President Bill Clinton and novelist James Patterson had a 2018 hit with their bestseller “The President is Missing,” (ghostwritten by David Ellis), but there was another book with the same title released in 1967 by Henry A. Milton. I was unable to learn anything about Milton other than finding that the copyright is in his name (i.e. likely not a pseudonym), and the paperback was published by Banner Books, a Hearst Corporation subsidiary.
Oddly, our friend Bob Deis at menspulpmags.com informs me that Milton wrote a “Fiction Book Bonus” titled “The Day the President Disappeared!” for the April 1961 issue of “Bluebook Magazine.” It’s impossible that a book published in 1967 was adapted into a short story six years earlier - with key characters’ names changed. The magazine story has no reference to the related novel while still claiming to be a book bonus. It’s likely that Bluebook published the short story by Milton who then expanded it into a full novel six years later. Moreover, it was not unusual for Men’s Adventure Magazines of the era to misrepresent original short stories as “Book Bonus” articles. Oddly, it seems that Bluebook’s misrepresentation succeeded in conjuring a book into existence years later.
Anyway, here’s the review:
It’s the weekend before an important summit with the Russians, and the President (the author never gives him a proper name) is at Camp Victory (a fictional Camp David with way crappier security) working on his speech and relaxing before the meeting. His beleaguered third-string press secretary Mike McDowell, the novel’s protagonist, is leading the skeleton crew of staff at the camp who didn’t get the quiet weekend off, and no one is expecting any action.
Not so fast! After noticing an unmanned door to the President’s quarters that should have had a Secret Service posting, Mike sheepishly goes inside to discover, you guessed it, The President is Missing! Please note that the President is also missing from the narrative. This is one of those episodes of The West Wing featuring the staff hashing out a problem without the boss around, which, I suppose, is sorta the whole point of the paperback.
Also missing is an enigmatic university professor who plays Gin Rummy with POTUS on lazy weekends like this.

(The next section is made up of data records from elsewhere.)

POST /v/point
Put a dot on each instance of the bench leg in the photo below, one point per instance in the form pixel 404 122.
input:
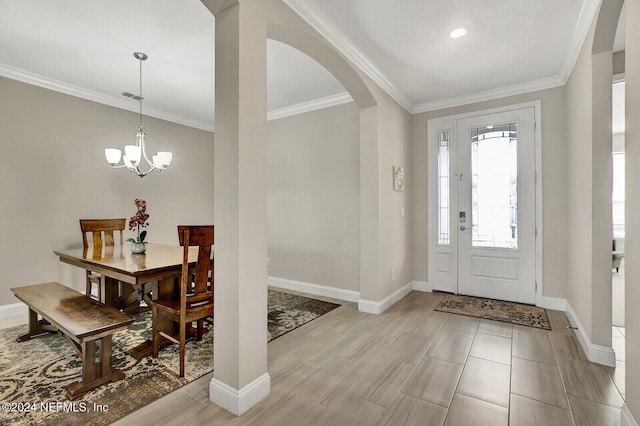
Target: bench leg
pixel 36 327
pixel 95 372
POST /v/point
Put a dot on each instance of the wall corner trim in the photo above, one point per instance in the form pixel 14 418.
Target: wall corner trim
pixel 315 289
pixel 238 401
pixel 421 286
pixel 595 353
pixel 378 307
pixel 626 419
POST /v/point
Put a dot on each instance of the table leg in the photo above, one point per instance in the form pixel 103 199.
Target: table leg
pixel 36 327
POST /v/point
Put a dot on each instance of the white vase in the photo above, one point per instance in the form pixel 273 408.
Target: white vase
pixel 138 247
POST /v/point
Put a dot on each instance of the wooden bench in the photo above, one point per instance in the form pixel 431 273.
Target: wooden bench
pixel 86 323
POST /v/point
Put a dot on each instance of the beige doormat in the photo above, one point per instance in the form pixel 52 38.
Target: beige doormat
pixel 497 310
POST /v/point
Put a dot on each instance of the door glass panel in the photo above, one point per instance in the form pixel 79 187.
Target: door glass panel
pixel 443 189
pixel 494 186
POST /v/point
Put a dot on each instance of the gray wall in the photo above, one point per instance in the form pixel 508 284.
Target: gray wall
pixel 53 173
pixel 314 197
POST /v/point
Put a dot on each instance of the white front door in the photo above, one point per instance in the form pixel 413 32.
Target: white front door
pixel 482 205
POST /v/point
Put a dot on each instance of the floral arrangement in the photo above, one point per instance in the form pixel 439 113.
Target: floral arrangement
pixel 139 220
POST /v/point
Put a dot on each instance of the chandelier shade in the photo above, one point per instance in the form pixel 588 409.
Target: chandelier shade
pixel 135 154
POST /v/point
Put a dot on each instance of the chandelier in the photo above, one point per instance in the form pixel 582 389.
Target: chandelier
pixel 134 154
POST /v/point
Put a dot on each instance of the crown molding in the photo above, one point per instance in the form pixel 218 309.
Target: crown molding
pixel 329 101
pixel 585 20
pixel 313 16
pixel 90 95
pixel 487 95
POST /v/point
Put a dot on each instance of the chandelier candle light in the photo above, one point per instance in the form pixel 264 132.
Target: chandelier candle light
pixel 133 154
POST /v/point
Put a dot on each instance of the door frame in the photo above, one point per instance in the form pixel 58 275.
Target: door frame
pixel 448 123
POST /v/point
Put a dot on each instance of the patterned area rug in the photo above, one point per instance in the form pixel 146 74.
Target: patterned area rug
pixel 34 375
pixel 514 313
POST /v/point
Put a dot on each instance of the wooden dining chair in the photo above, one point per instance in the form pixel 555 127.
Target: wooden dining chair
pixel 195 302
pixel 101 233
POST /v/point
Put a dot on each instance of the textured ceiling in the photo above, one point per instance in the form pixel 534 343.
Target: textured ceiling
pixel 85 47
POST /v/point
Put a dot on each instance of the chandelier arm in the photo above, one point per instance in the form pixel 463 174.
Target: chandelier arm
pixel 164 159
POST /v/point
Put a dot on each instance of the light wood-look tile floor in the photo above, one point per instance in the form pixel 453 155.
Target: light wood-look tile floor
pixel 412 365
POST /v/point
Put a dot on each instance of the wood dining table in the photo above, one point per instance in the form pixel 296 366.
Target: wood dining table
pixel 161 264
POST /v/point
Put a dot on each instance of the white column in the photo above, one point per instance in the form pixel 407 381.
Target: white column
pixel 240 207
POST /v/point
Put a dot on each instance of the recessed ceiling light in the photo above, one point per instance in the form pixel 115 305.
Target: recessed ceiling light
pixel 457 33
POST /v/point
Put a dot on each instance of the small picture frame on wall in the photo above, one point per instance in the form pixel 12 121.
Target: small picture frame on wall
pixel 398 178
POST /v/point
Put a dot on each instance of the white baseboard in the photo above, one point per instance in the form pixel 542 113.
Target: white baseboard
pixel 421 286
pixel 626 419
pixel 554 303
pixel 595 353
pixel 238 401
pixel 374 307
pixel 315 289
pixel 13 310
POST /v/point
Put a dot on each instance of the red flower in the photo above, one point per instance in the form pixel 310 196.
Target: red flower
pixel 139 220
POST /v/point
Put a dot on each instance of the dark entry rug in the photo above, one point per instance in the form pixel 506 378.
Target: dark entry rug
pixel 34 375
pixel 497 310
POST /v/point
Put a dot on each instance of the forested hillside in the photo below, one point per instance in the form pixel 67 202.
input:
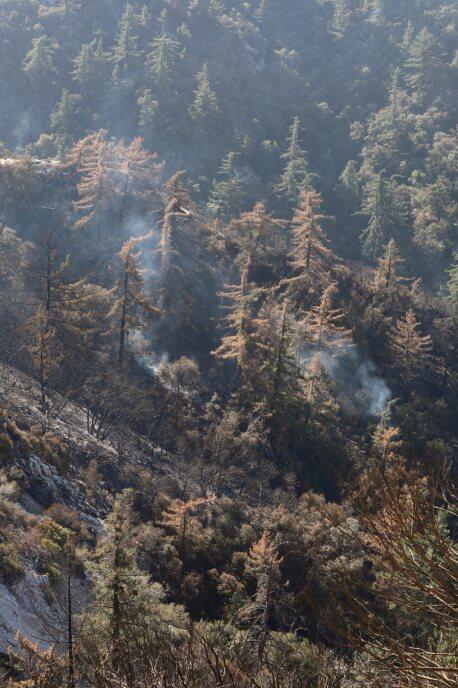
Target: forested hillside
pixel 228 329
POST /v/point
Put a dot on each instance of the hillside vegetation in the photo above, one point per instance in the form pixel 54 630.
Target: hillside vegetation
pixel 228 328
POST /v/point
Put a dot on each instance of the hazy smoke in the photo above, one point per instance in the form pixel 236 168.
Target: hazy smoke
pixel 149 361
pixel 357 382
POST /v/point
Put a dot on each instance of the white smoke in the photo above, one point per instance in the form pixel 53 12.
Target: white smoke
pixel 146 359
pixel 356 379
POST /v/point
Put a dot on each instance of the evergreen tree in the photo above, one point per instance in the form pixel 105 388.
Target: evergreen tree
pixel 227 193
pixel 64 119
pixel 411 349
pixel 452 287
pixel 125 51
pixel 39 61
pixel 386 275
pixel 205 106
pixel 165 52
pixel 296 176
pixel 89 67
pixel 378 204
pixel 424 66
pixel 148 112
pixel 125 606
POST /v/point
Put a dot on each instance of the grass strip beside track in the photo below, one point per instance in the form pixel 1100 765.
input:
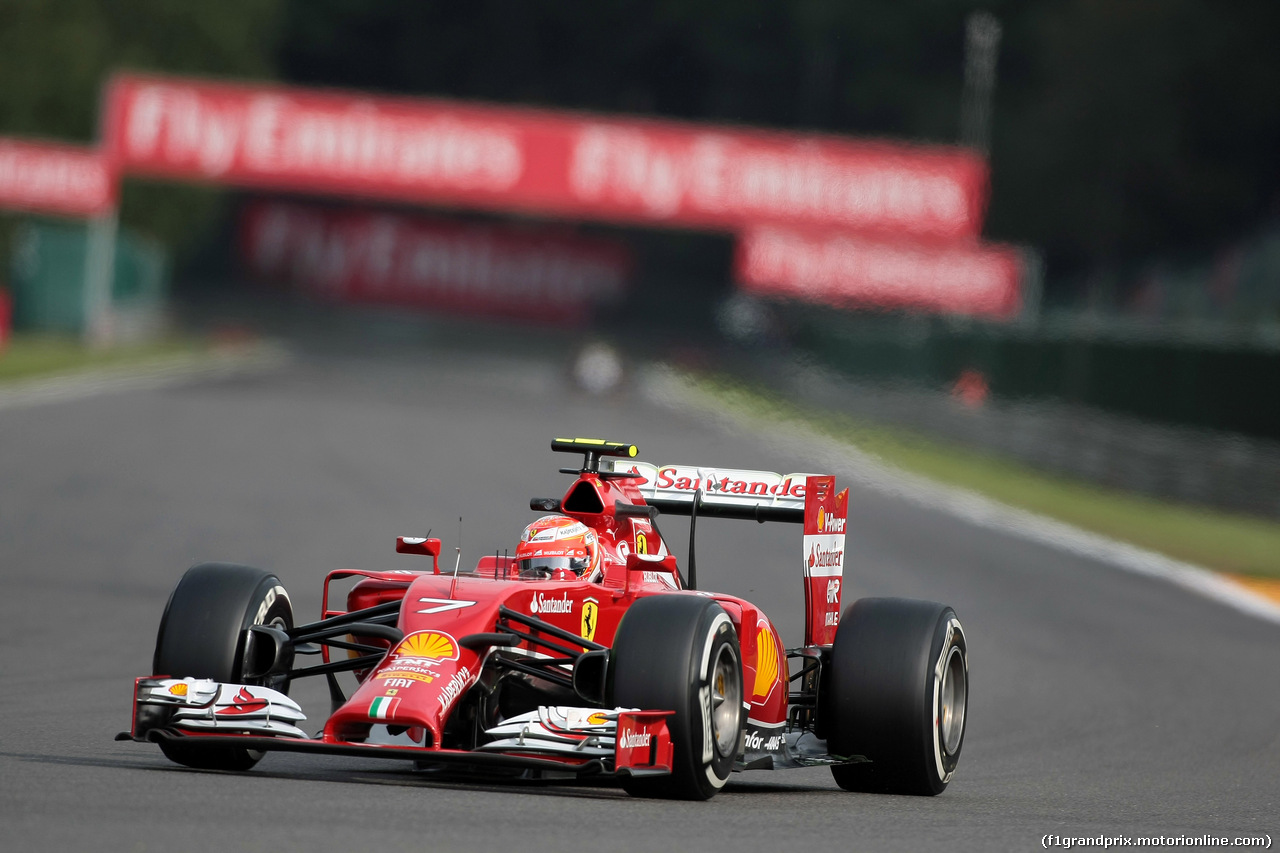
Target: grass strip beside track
pixel 30 356
pixel 1221 541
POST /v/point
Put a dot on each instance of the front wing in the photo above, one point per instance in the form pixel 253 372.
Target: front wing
pixel 576 740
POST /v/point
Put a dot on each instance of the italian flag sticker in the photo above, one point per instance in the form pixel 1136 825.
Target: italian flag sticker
pixel 383 707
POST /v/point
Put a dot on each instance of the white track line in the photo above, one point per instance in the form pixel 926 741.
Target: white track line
pixel 666 387
pixel 156 374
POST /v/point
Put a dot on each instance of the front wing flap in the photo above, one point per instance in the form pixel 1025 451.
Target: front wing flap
pixel 206 706
pixel 581 740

The timing of the President’s disappearance is both inconvenient and mysterious. Could this have something to do with the upcoming summit with the Russians? A coup from within the administration? Perhaps a romantic affair? It’s up to Mike and the tight circle of people in-the-know to solve the mystery before it leaks to the press and sparks a national crisis.
For such a high-stakes situation, the book itself is pretty devoid of action. It’s more like an Agatha Christie mystery with a bunch of people in a remote lodge trying to figure out whodunnit and what was done. I kept thinking that Mack Bolan would have handled the situation quite differently. By the time the solution to the President’s disappearance is revealed, I was past the point of caring all that much. I enjoy both politics and mysteries, but I just can’t stand being this deeply bored. As such, file this one in the “don’t bother” pile.